Archive | November 2018

La brune habillée en soie

Towards the end of the summer, I went through another French Canadian music phase, this time focused on albums by De Temps Antan, including À l’année, Les habits de papiers, and Consolez-vous. I came across the song “La brune habillée en soie” (The brunette dressed in silk), which I quite liked and also reinforced my impression that there is really only one Québécois song, and all songs express facets of that one ur-song. Actually, the most significant overlap I can detect is between “La brune habillée en soie” and the song “Les larmes aux yeux” (With tears in (one’s) eyes) by Le Vent du Nord. Both are from the point of view of young men who are disappointed in love. Both young men say that if they’d known things weren’t going to work out, “j’aurais pas tout dépensé mon argent” (I wouldn’t have spent all my money) on frivolities (exactly which frivolities varies between the two songs). In both cases, the object of his affections replies (and here again the lyrics are extremely close) that if he spent his money, it was because he wanted to, and how many times had she told him politely to leave because he was wasting his time?!

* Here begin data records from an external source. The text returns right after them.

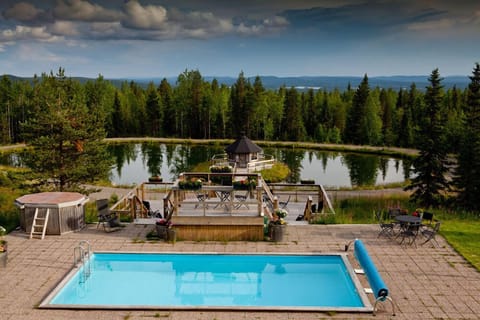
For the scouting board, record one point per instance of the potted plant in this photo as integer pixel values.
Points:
(3, 246)
(278, 224)
(162, 225)
(245, 184)
(192, 184)
(157, 178)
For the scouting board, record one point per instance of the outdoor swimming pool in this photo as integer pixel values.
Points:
(213, 281)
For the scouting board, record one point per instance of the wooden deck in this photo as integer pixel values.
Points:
(214, 219)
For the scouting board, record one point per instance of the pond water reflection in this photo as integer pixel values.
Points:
(135, 163)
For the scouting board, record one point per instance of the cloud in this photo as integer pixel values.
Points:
(148, 17)
(81, 10)
(28, 33)
(22, 11)
(64, 28)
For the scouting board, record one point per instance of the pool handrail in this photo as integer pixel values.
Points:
(379, 288)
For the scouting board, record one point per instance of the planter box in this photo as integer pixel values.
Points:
(161, 231)
(277, 231)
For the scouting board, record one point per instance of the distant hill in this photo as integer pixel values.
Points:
(331, 82)
(303, 83)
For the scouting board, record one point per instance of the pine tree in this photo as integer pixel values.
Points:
(468, 170)
(356, 114)
(431, 166)
(154, 112)
(66, 140)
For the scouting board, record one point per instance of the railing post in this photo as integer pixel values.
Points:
(275, 203)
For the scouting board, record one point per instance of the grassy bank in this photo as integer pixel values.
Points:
(460, 229)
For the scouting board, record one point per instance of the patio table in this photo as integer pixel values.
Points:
(409, 227)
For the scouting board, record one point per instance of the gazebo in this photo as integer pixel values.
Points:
(243, 151)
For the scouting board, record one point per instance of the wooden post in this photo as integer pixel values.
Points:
(275, 203)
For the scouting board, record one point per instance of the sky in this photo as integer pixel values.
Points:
(150, 38)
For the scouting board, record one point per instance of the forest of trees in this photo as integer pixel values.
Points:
(438, 122)
(195, 108)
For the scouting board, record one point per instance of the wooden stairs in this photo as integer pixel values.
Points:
(39, 224)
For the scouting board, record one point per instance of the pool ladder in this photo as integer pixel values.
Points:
(81, 256)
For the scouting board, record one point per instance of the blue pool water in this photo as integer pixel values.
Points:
(211, 280)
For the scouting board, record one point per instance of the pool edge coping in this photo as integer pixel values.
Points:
(366, 308)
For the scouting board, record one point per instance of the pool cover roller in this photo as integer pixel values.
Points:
(379, 288)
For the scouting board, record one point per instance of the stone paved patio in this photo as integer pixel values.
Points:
(425, 282)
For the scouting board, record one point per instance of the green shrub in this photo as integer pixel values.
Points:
(278, 173)
(324, 218)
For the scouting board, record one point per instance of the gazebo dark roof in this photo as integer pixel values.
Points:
(243, 145)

“La brune habillée en soie” also has the line “C’est par un beau dimanche au soir” (It was on a nice Sunday in the evening). In this case, that’s when some people come tell the young man his brunette has changed lovers, but for me the line echoed “Par un dimanche au soir” (One Sunday in the evening) from Le Vent du Nord’s “Vive l’amour” (Yay, love), which is a fair bit more cheerful. I guess everything exciting always happens on Sunday evening.

“Les larmes aux yeux” and  “La brune habillée en soie” differ in that in the former the young man never seems to have gotten anywhere with the young woman (i.e. it’s all in his head, she’s already committed to a young officer) while in the latter it seems the young man and the young woman were actually together in some sense (though conceivably it could all have been in the young man’s head too, who knows) and she leaves him. That’s probably why the second young man is more bitter at the end of the song. In “Les larmes aux yeux,” he just talks about drinking to heartbreak and saying goodbye with resignation, but “La brune habilleée en soie” ends with the vindictive lines: “Un jour viendra, ta beauté s’en ira / Chère Léona t’épousera qui pourras” (One day your beauty will be gone / Dear Léona, you’ll marry who you can (then)).